There are many fundamental ways in which patients are treated when they come to a medical practitioner for treatment. There is an entire medical team that will work to make sure that the patient’s needs are met. Sometimes this includes a team of doctors, but the primary staff that is meeting with the patient comprises nurses and other medical assistants. Due to their level of education, there are only certain medical treatments that medical assistants can do, but many of them are imperative to the recovery of the patient. In addition to doing logistical paperwork, medical assistants also check vital signs and administer medication. One of these ways is through intravenous injections, otherwise known as through IVs (Bureau of Labor Statistics, 2012).

In many forms of pharmacological treatment, IV treatment is the most commonly used.

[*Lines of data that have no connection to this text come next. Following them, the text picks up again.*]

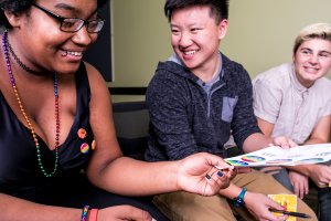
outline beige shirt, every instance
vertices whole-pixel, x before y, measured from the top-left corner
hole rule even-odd
[[[275,124],[271,136],[287,136],[301,145],[321,117],[331,114],[331,81],[322,77],[307,88],[293,64],[273,67],[253,80],[254,112]]]

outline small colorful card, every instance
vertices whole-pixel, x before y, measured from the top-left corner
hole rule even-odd
[[[270,199],[278,202],[286,211],[297,212],[297,196],[296,194],[268,194]],[[282,215],[274,212],[275,215]],[[296,221],[296,217],[288,217],[287,221]]]
[[[235,167],[321,164],[331,160],[331,143],[297,146],[289,149],[271,146],[224,160]]]

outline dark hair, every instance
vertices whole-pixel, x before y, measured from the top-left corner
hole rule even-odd
[[[97,0],[98,8],[103,7],[108,0]],[[35,0],[0,0],[0,27],[11,28],[3,10],[20,13],[31,8]]]
[[[164,4],[164,14],[171,20],[173,11],[193,6],[206,6],[211,8],[211,17],[214,17],[216,23],[228,18],[228,0],[167,0]]]

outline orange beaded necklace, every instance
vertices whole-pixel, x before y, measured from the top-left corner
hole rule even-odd
[[[8,48],[11,49],[9,42],[8,42],[8,32],[6,31],[3,34],[2,34],[2,46],[3,46],[3,54],[4,54],[4,59],[6,59],[6,63],[7,63],[7,69],[8,69],[8,74],[9,74],[9,77],[10,77],[10,82],[11,82],[11,86],[13,88],[13,92],[14,92],[14,95],[17,97],[17,101],[18,101],[18,104],[20,106],[20,110],[28,124],[28,127],[30,129],[30,133],[32,135],[32,138],[33,138],[33,141],[35,144],[35,149],[36,149],[36,158],[38,158],[38,164],[39,164],[39,167],[42,171],[42,173],[45,176],[45,177],[53,177],[57,170],[57,165],[58,165],[58,145],[60,145],[60,105],[58,105],[58,88],[57,88],[57,73],[55,73],[54,75],[54,96],[55,96],[55,120],[56,120],[56,131],[55,131],[55,162],[54,162],[54,168],[53,168],[53,171],[51,171],[50,173],[46,172],[44,166],[43,166],[43,162],[42,162],[42,156],[41,156],[41,151],[40,151],[40,145],[39,145],[39,141],[38,141],[38,136],[34,131],[34,128],[28,117],[28,114],[25,112],[25,108],[23,106],[23,103],[21,101],[21,97],[20,97],[20,94],[19,94],[19,88],[17,87],[17,84],[15,84],[15,81],[14,81],[14,76],[13,76],[13,73],[12,73],[12,70],[11,70],[11,65],[10,65],[10,60],[9,60],[9,52],[8,52]],[[13,51],[12,49],[10,50],[12,54]],[[20,61],[18,59],[17,55],[13,55],[15,57],[17,61]],[[18,62],[19,65],[24,69],[21,64],[23,64],[21,61]],[[24,65],[25,66],[25,65]],[[25,69],[24,69],[25,70]],[[25,70],[26,71],[26,70]]]

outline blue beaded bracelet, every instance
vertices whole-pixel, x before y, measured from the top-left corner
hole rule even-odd
[[[81,221],[86,221],[87,220],[88,210],[89,210],[89,206],[84,206],[83,211],[82,211]]]

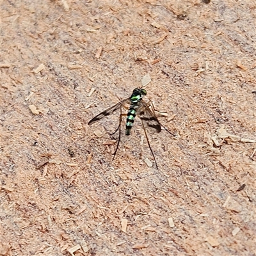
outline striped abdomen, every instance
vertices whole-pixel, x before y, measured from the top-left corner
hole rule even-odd
[[[127,117],[126,118],[126,130],[125,135],[130,135],[131,129],[132,127],[134,122],[136,111],[138,106],[131,105],[127,113]]]

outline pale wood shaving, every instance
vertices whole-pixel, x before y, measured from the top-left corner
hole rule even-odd
[[[150,75],[147,73],[141,79],[141,86],[145,87],[147,84],[148,84],[151,82]]]
[[[72,256],[74,256],[74,254],[73,253],[74,252],[75,252],[76,251],[77,251],[77,250],[81,249],[81,245],[80,244],[76,244],[73,247],[70,248],[69,249],[67,250],[67,251],[70,253],[70,254]]]
[[[32,97],[32,96],[34,95],[34,92],[31,92],[30,93],[29,93],[29,95],[25,99],[25,100],[26,101],[28,101],[28,100],[29,100],[31,97]]]
[[[220,244],[220,243],[218,241],[218,240],[211,236],[207,237],[205,241],[207,241],[212,247],[216,247]]]
[[[145,158],[144,159],[144,162],[146,163],[148,167],[152,167],[153,166],[153,164],[152,163],[152,162],[148,159],[148,158]]]
[[[159,24],[156,21],[153,21],[153,22],[151,23],[151,25],[153,26],[153,27],[155,27],[156,28],[159,28],[161,27],[160,24]]]
[[[35,74],[38,74],[45,67],[45,65],[42,63],[36,68],[33,70]]]
[[[67,1],[66,0],[61,0],[61,3],[62,3],[62,4],[63,6],[64,10],[66,12],[68,12],[69,11],[69,6],[68,6],[68,3],[67,3]]]
[[[100,47],[98,48],[96,52],[95,58],[96,59],[99,59],[100,56],[101,52],[102,51],[102,47]]]
[[[10,68],[11,65],[9,63],[0,63],[0,68]]]
[[[168,218],[168,222],[169,222],[169,226],[171,228],[175,227],[175,225],[174,225],[173,219],[172,217],[170,217]]]
[[[88,97],[91,97],[92,93],[93,93],[94,91],[95,90],[95,88],[92,88],[88,93]]]
[[[62,161],[60,160],[49,160],[49,163],[51,163],[51,164],[62,164]]]
[[[40,113],[40,112],[38,111],[38,110],[37,110],[37,108],[35,105],[29,105],[28,108],[33,114],[38,115]]]
[[[101,138],[104,136],[104,133],[100,130],[94,131],[93,133],[98,137]]]
[[[68,67],[70,69],[79,69],[82,68],[83,66],[81,65],[69,65]]]
[[[235,228],[234,229],[233,229],[232,230],[232,236],[235,236],[237,235],[237,234],[240,231],[240,228],[239,228],[238,227],[237,227],[236,228]]]
[[[134,249],[142,249],[143,248],[147,248],[148,246],[148,244],[144,244],[144,243],[141,243],[141,244],[134,244],[132,248]]]
[[[68,166],[77,166],[78,164],[76,164],[74,163],[67,163],[66,164]]]
[[[76,215],[79,215],[82,213],[87,208],[87,205],[84,204],[76,213]]]
[[[126,232],[127,228],[128,220],[122,219],[121,220],[121,230],[124,232]]]
[[[81,246],[82,247],[83,250],[84,251],[84,253],[86,253],[86,252],[88,252],[91,249],[90,246],[86,244],[85,242],[82,242],[81,243]]]

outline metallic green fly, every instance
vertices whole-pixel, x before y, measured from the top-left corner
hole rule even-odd
[[[145,89],[141,89],[141,88],[134,89],[131,97],[123,100],[121,100],[116,104],[113,106],[112,107],[110,107],[108,109],[104,110],[103,112],[101,112],[96,116],[93,117],[90,121],[89,121],[88,125],[91,125],[95,123],[95,122],[97,122],[99,120],[103,118],[104,117],[112,114],[118,109],[120,109],[120,114],[119,116],[119,125],[117,127],[116,130],[115,131],[115,132],[112,134],[114,134],[118,130],[119,130],[118,141],[117,143],[116,148],[115,151],[114,156],[113,157],[113,160],[114,160],[121,139],[122,116],[123,116],[124,115],[127,116],[125,135],[130,135],[131,129],[132,129],[133,123],[134,122],[135,116],[137,115],[138,117],[140,117],[140,118],[141,120],[142,127],[143,127],[147,141],[148,143],[151,153],[153,156],[154,160],[156,163],[156,166],[157,169],[158,169],[156,157],[153,153],[153,150],[151,148],[148,138],[147,134],[145,129],[145,126],[146,126],[145,124],[148,127],[152,128],[157,132],[161,132],[161,127],[162,126],[170,134],[173,135],[173,136],[175,136],[175,135],[173,134],[172,132],[170,132],[168,130],[167,130],[166,128],[164,127],[164,126],[163,126],[162,124],[160,124],[159,121],[157,118],[156,114],[154,113],[155,109],[154,108],[153,104],[150,102],[147,103],[143,100],[143,97],[146,95],[147,95],[147,91]],[[122,108],[127,104],[129,104],[130,105],[128,113],[127,115],[122,114]]]

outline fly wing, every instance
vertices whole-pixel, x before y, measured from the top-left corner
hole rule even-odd
[[[100,113],[99,115],[97,115],[96,116],[94,116],[91,120],[89,121],[88,125],[91,125],[93,123],[95,123],[97,121],[99,121],[101,118],[103,118],[105,116],[107,116],[113,113],[114,113],[116,109],[118,109],[120,108],[122,108],[123,105],[124,105],[125,103],[128,103],[130,100],[130,98],[125,99],[123,100],[121,100],[118,103],[116,104],[114,106],[112,106],[112,107],[110,107],[108,109],[104,110],[104,111]]]
[[[138,116],[147,126],[153,128],[157,132],[161,132],[161,124],[154,111],[151,110],[145,102],[141,102],[141,106],[138,109]]]

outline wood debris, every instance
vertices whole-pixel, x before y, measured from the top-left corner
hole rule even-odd
[[[168,222],[169,222],[169,226],[171,228],[175,227],[175,225],[174,225],[173,219],[172,217],[170,217],[168,218]]]
[[[141,86],[145,87],[147,84],[148,84],[151,82],[150,75],[147,73],[141,79]]]
[[[42,63],[36,68],[35,68],[33,71],[35,74],[38,74],[40,71],[42,71],[45,67],[45,66],[44,65],[44,64]]]
[[[95,88],[93,87],[91,89],[91,90],[90,91],[89,93],[88,93],[88,97],[91,97],[92,95],[92,93],[93,93],[95,90]]]
[[[104,133],[100,130],[94,131],[93,133],[98,137],[101,138],[104,136]]]
[[[232,230],[232,236],[235,236],[240,231],[240,228],[237,227]]]
[[[148,159],[148,158],[145,158],[144,159],[144,162],[146,163],[148,167],[152,167],[153,166],[153,164],[150,162],[150,161]]]
[[[39,115],[40,112],[35,105],[29,105],[28,108],[33,114]]]
[[[207,237],[205,241],[208,242],[212,247],[216,247],[220,244],[220,243],[218,241],[218,240],[211,236]]]
[[[69,11],[69,6],[68,6],[68,3],[67,3],[67,1],[66,0],[61,0],[61,3],[62,3],[62,4],[63,6],[64,10],[66,12],[68,12]]]
[[[127,228],[128,220],[127,219],[121,220],[121,230],[124,232],[126,232],[126,228]]]
[[[102,47],[100,46],[97,50],[96,54],[95,54],[96,59],[99,59],[100,58],[102,51]]]
[[[161,26],[156,21],[153,21],[153,22],[151,23],[151,26],[153,26],[153,27],[155,27],[156,28],[159,28],[161,27]]]
[[[244,65],[243,65],[242,63],[239,60],[237,61],[236,65],[241,69],[243,69],[244,71],[247,70],[247,68]]]
[[[77,250],[81,249],[81,245],[80,244],[76,244],[73,247],[70,248],[69,249],[67,250],[67,251],[70,253],[70,254],[72,256],[74,256],[75,255],[74,254],[74,253],[77,251]]]

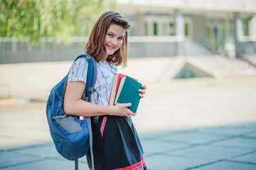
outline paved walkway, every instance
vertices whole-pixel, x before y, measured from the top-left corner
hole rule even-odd
[[[255,86],[256,77],[148,84],[133,118],[148,169],[256,169]],[[21,101],[0,106],[0,169],[74,169],[54,148],[46,103]]]

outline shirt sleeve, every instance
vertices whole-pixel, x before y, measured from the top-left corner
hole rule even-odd
[[[88,62],[85,57],[80,57],[74,62],[68,76],[68,83],[70,81],[83,81],[86,84]]]

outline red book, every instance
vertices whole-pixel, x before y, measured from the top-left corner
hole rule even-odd
[[[122,77],[124,77],[126,75],[119,74],[114,74],[113,84],[111,89],[111,93],[109,100],[109,106],[114,106],[114,98],[117,92],[118,86],[120,83],[120,80]]]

It is used because it is one of the quickest ways of delivering medication directly into the bloodstream. This is achieved by using a needle in order to provide a conduit for fluid/medication to enter the body from an external source. A medical assistant is required to get training in order to learn how and where to insert the needle in order to provide optimal flow of medication. This can also include the taking of blood samples in order to perform lab work. This makes the medical assistant an important part of the healthcare team as many treatments that are now used in today’s healthcare are pharmacological in nature. As a result, training in the field of how to use IVs and what medications are appropriate to give has become an integral part in treating patients.

Even though IVs are a common type of treatment used to get people medication, there are inherent risks that the medical assistant has to be aware of. The first is making sure to use sterile equipment. Since IV therapy requires the puncturing of the epidermis, the first layer of defense, appropriate sterilization of both the area and the equipment is imperative in order to make sure there are no secondary complications, such as bacterial/viral infection. Also medical assistants have to be careful not to cause physiological damage. If an IV is not used appropriately, damage can be done to the veins, which can lead to pain and discomfort. In addition, the rupturing of the vein can lead to other complications such as bleeding, bruising, etc. As a result, a medical assistant must not only be aware of the appropriate technique to use, but also how to handle these complications should they happen.

The role of the medical assistant and IV therapy is crucial to the treatment of a patient. As medicine continues to evolve, more powerful medicines are being available through the IV method. This is because it is more efficient and quicker to administer to the patient. It also decreases the amount of maintenance for both doctors and other medical professionals. Therefore, the role of the medical assistant and the persistence of IV therapy is going to increase in the future.